I then plotted the 1-week, 1-month, and 3-month test results as shown below. The X-axis has a vertical line up for each stock. Up and down each vertical line are colored points. The Y height of a point reflects how much the stock moved up or down in the following week, month, quarter from when the rating was issued. The highest point would correspond to a gain of about 30%, while a low point would mean a price drop of about 30%. The color of the point indicates the nature of the rating: Green for Buy ratings and Red for Sell ratings. The other colors sprinkled in are for Hold or less common rating terms. The basic story is that green Buy ratings show little relationship to the resultant stock price rise or fall. The plots remind me of Christmas-time: lots of green combined with a random artistic sprinkling of red.

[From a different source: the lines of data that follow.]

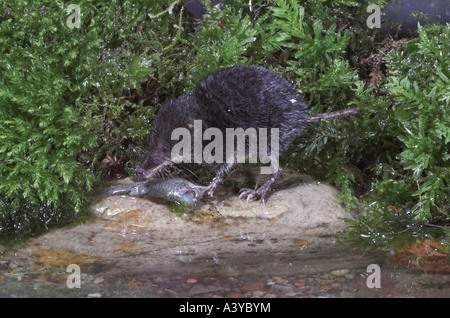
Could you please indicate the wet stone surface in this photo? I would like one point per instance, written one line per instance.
(136, 247)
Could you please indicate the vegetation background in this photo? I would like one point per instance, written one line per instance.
(77, 104)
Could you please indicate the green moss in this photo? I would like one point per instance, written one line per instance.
(77, 105)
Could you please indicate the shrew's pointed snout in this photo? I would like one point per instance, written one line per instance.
(141, 172)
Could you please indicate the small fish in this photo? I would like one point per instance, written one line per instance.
(176, 190)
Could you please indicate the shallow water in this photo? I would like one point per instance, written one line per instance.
(136, 247)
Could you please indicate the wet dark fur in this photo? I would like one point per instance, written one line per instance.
(240, 96)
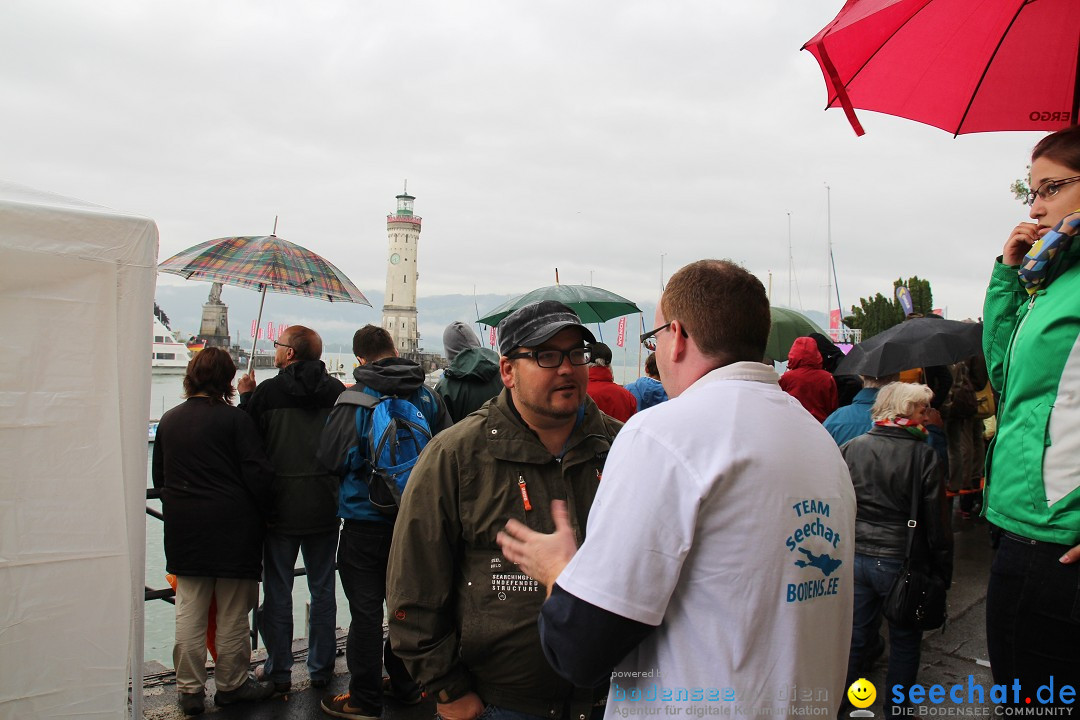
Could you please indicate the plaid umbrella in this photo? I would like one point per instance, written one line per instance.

Several data vendors I had consulted acknowledged that a great bulk of analyst ratings were worthless, and for that reason they rate analysts and weight their recommendations in the process of developing ‘consensus’ ratings. So, I cut the data differently, scoring by rating firm rather than by stock. In the graph below, each vertical line corresponds to an individual rating firm. Some vertical lines for firms are nearly blank and some firms have hundreds of points. Green points again are Buy ratings and Red are Sell ratings. Height of each point again reflects how much that particular rated stock rose or fell. Just like the other graphs there is no obvious sign that some firms produce significantly more productive ratings than others. If you ever spot a large and reliable ratings firm, please send me a note!